O preço do petróleo no mercado internacional subiu nesta segunda-feira (2), primeiro dia útil após a ofensiva militar dos Estados Unidos e de Israel contra o Irã. O ataque resultou na morte de centenas de pessoas, incluindo o líder supremo Ali Khamenei e outras autoridades de alto escalão do país.
Pouco depois das 12h, o barril do petróleo Brent era negociado em Londres a cerca de US$ 79, alta de 7,6%. O WTI, referência negociada em Nova York, era cotado a pouco mais de US$ 71, representando aumento de 6%.
No Brasil, as ações da Petrobras na B3 (Bolsa de São Paulo) subiram 3,90%, sendo negociadas a R$ 44,39, pouco antes das 13h.
Estreito de Ormuz e oferta global
O economista Rodolpho Sartori, da Austin Rating, explica que a alta do petróleo está ligada à situação do Estreito de Ormuz, passagem marítima estratégica entre o Golfo Pérsico e o Golfo de Omã, por onde passam cerca de 20% da produção mundial de petróleo e gás.
Segundo Sartori,
é o principal fator que faz o preço do petróleo explodir. Com o Estreito de Ormuz fechado, a oferta cai muito e, consequentemente, os preços sobem quase que de forma imediata”.
Ele lembra que no sábado, dia do ataque, centenas de embarcações ficaram ancoradas, impossibilitadas de atravessar o estreito.
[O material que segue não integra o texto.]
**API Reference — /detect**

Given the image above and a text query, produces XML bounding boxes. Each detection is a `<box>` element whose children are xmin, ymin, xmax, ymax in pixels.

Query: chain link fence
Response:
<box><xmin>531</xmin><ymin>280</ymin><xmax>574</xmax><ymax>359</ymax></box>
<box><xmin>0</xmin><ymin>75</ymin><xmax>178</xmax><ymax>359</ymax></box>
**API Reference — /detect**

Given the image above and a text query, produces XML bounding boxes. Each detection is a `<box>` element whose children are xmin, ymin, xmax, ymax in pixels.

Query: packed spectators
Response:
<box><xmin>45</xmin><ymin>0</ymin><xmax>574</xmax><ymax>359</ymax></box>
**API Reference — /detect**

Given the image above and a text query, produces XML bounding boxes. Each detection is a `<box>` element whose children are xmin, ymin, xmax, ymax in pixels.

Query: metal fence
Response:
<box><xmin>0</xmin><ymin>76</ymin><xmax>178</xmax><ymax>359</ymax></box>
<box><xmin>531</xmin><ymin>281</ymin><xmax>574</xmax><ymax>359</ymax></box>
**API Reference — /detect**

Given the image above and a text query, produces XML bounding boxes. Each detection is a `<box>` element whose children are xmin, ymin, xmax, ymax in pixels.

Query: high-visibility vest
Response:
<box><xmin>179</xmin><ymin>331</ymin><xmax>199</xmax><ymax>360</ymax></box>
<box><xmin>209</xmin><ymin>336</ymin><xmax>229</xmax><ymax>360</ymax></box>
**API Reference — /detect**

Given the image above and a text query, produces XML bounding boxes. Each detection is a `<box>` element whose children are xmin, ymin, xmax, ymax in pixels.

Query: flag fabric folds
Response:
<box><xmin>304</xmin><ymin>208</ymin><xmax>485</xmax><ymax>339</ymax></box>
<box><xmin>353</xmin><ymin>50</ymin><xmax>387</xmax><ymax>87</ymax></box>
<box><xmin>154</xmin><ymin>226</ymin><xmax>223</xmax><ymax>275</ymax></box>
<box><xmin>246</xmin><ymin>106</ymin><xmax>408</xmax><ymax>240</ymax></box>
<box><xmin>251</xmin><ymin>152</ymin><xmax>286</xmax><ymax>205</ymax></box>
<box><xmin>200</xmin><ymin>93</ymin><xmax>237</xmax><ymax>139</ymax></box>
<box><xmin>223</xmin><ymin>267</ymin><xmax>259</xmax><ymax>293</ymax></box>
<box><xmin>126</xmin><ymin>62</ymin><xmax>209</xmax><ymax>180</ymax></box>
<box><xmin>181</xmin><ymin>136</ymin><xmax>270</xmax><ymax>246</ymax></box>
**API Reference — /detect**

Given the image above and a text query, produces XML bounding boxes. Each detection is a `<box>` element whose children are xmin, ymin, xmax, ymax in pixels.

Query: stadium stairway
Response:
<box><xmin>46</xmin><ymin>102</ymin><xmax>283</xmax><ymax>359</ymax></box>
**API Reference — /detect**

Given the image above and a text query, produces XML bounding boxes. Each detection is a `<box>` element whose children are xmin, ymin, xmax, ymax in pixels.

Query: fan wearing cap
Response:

O economista também destacou que o barril do Brent chegou a registrar alta de 13% nesta segunda, superando US$ 80.
“A alta é sintomática, pois expõe o quão volátil podem ser os preços em cenários de conflito. Enquanto o estreito permanecer fechado, os preços devem se manter elevados”, afirmou.
Problemas logísticos e impacto no Brasil
O gerente da tesouraria do Banco Daycoval, Otávio Oliveira, ressalta que a preocupação global não é a produção de petróleo, mas a logística do transporte. “A Opep tem capacidade produtiva ociosa suficiente para suprir o Irã se ele for retirado da equação produtiva, mas o Estreito de Ormuz é estreito, e um conflito pode fechá-lo, causando uma bagunça em toda a cadeia produtiva”, explicou.
Oliveira acrescenta que o Brasil, mesmo exportando petróleo, pode ser afetado pelo aumento do preço dos derivados importados.
Reflexos na inflação e Selic
Sartori alerta que a alta do petróleo pode pressionar a inflação e levar ao repasse de preços ao consumidor. O especialista também vê possibilidade de efeito sobre a política monetária.
“O conflito pode reduzir a magnitude do corte de juros planejado pelo Comitê de Política Monetária (Copom). Talvez o corte venha mais tímido, 0,25 ponto percentual em vez de 0,50”, disse Otávio Oliveira. Atualmente, a taxa Selic está em 15% ao ano.
Dólar em alta
O dólar também subiu nesta segunda-feira, interrompendo queda registrada nas últimas semanas, quando chegou ao menor valor em 21 meses. Por volta das 12h, a moeda era cotada a R$ 5,20, alta de aproximadamente 1%.
Segundo Oliveira, o movimento inicial reflete uma fuga de risco, em que investidores transferem recursos de países emergentes para economias mais consolidadas.
Sartori avalia que o comportamento do dólar está mais complexo.
Em outros períodos, crises geopolíticas valorizariam a moeda americana de forma abrupta, mas agora há mudanças de paradigma. É natural que haja repique no início do conflito, mas esperamos que o dólar oscile entre R$ 5,20 e R$ 5,25 nos próximos dias”, explicou.